A la date du 19 février, 157.000 personnes - soit environ un habitant sur cinq - avaient été atteintes par la maladie, qui se manifeste par de fortes fièvres et des douleurs articulaires.

Au total, 77 décès - dont ceux de deux enfants auparavant en bonne santé - peuvent lui être imputés, directement ou indirectement.

Dimanche, Dominique de Villepin avait détaillé un ensemble de mesures sanitaires et économiques destinées à aider l'île à surmonter la crise, pour un montant de 76 millions d'euros s'ajoutant aux 15 millions déjà engagés.

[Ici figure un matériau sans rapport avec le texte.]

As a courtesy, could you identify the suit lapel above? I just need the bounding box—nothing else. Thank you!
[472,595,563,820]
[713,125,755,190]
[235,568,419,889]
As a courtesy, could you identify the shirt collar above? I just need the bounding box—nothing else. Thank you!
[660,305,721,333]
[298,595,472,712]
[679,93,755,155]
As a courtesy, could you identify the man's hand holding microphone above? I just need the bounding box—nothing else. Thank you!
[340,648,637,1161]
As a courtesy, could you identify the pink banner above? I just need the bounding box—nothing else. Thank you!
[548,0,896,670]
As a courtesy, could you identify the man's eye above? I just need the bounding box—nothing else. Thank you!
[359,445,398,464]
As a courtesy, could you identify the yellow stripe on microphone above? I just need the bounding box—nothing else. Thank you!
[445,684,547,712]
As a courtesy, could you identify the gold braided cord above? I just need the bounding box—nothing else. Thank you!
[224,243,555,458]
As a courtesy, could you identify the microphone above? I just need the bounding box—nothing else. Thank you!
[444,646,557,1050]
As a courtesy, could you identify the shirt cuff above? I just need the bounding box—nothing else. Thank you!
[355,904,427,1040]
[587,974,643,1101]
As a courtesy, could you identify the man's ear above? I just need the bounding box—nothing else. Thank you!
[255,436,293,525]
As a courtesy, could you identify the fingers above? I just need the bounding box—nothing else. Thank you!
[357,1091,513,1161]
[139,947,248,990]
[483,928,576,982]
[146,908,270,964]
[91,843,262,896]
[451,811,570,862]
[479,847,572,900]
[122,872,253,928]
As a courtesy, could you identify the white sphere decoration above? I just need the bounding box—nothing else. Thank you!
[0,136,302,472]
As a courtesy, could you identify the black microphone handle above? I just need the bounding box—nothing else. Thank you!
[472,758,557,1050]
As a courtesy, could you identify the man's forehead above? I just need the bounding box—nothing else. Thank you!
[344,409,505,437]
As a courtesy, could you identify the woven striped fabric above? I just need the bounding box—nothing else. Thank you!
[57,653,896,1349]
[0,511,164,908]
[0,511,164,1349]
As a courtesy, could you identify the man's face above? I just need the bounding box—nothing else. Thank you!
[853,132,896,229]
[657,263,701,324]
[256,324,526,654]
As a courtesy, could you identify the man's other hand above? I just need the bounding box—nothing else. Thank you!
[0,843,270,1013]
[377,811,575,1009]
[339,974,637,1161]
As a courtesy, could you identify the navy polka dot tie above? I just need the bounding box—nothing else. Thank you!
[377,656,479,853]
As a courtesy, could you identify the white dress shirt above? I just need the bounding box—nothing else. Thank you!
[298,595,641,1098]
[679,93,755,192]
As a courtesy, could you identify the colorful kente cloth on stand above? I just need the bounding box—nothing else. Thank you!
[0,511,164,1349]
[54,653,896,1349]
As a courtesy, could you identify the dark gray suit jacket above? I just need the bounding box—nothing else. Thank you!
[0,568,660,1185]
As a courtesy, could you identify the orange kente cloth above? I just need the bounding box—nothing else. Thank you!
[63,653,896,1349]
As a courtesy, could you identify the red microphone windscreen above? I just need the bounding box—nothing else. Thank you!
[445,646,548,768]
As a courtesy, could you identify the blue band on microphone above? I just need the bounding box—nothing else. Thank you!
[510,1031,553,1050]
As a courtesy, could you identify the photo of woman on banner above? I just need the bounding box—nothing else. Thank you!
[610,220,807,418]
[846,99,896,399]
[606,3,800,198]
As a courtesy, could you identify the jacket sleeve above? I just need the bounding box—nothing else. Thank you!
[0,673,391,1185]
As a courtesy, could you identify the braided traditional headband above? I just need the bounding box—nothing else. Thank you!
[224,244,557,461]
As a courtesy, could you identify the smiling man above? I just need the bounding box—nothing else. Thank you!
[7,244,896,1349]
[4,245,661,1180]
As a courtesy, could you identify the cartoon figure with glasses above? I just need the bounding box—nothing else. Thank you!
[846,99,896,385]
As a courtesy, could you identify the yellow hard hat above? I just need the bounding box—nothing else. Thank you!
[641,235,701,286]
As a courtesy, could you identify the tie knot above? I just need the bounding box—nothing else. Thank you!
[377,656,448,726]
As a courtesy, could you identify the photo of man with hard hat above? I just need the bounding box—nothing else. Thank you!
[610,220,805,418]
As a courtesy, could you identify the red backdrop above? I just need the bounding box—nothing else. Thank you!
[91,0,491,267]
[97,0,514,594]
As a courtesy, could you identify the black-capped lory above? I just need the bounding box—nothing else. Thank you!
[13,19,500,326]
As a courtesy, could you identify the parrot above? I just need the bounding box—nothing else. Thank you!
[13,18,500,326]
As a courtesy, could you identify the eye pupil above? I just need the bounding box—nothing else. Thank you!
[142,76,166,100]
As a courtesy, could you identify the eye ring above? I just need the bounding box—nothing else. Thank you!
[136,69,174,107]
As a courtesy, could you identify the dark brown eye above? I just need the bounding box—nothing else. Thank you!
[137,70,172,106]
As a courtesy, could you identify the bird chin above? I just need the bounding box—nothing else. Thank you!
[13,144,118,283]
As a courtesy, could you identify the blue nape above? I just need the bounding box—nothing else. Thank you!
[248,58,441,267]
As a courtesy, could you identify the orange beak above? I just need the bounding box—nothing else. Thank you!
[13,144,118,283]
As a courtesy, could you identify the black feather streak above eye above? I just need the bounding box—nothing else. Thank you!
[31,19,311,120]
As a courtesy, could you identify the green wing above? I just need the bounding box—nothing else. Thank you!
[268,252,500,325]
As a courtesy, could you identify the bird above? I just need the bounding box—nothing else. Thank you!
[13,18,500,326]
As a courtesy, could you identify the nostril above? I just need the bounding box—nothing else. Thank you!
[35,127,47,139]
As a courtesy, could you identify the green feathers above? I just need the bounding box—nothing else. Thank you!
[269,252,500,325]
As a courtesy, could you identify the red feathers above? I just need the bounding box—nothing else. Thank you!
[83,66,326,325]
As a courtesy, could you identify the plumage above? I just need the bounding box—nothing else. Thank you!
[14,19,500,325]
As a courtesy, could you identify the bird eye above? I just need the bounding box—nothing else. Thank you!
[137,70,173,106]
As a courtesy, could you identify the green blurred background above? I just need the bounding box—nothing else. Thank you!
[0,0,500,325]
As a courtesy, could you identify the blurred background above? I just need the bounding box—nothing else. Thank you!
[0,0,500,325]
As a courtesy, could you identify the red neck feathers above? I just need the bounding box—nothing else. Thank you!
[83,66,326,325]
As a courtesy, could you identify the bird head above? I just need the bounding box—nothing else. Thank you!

Ce plan d'action a été accueilli favorablement sur l'île.

PROTEGER LA METROPOLE

"Enfin nous sommes entendus. Le Premier ministre a pris la mesure de l'ampleur de l'épidémie", a déclaré la sénatrice communiste Gélita Hoarau qui avait dénoncé en novembre la "fatalité annoncée" du chikungunya face à l'inaction des autorités.

Pour Jocelyne Lauret, présidente du Comité du tourisme de la Réunion, "la mobilisation des acteurs locaux, publics et privés, a été payante."

"Le minimum est assuré, l'engagement du gouvernement est sans ambiguïté", a estimé Eric Magamootoo, président de la Chambre de commerce et d'industrie.

"Il faudra être vigilant, maintenant, sur cet engagement", a tempéré Paul Vergès, président du conseil régional de la Réunion.

Dominique de Villepin a souhaité inscrire l'action du gouvernement dans la durée.

"Je veillerai personnellement à ce que les besoins de la Réunion soient satisfaits dans le futur contrat de plan et dans les fonds européens qui seront négociés", a-t-il dit.

"Nous sommes en train de prendre toutes les mesures susceptibles de diminuer (le) risque" d'une propagation du chikungunya en métropole à partir de cet été, a également fait savoir Dominique de Villepin.

Depuis le début de l'épidémie, un nombre indéterminé de voyageurs en provenance de la Réunion ou d'autres îles de l'océan Indien touchées par le virus ont présenté les premiers symptômes de la maladie à leur retour.

"Il n'y a pas de moustiques Aedes albopictus qui soit à l'heure actuelle opérant en métropole", a souligné Xavier Bertrand.

Aedes albopictus est un des vecteurs de la maladie;

"A condition de se protéger, on peut venir à la Réunion et y passer un séjour merveilleux", a conclu le Premier ministre, qui devait quitter l'île en milieu de matinée, à destination de Paris, via Djibouti.

De maladie bénigne, le méconnu chikungunya est passé au statut de maladie potentiellement mortelle, même si sa létalité concerne surtout des personnes très âgées et déjà affaiblies par d'autres pathologies.

En l'absence de vaccin et de traitement spécifique, le seul moyen de se prémunir est d'éviter les piqûres de moustiques, une gageure en cette saison.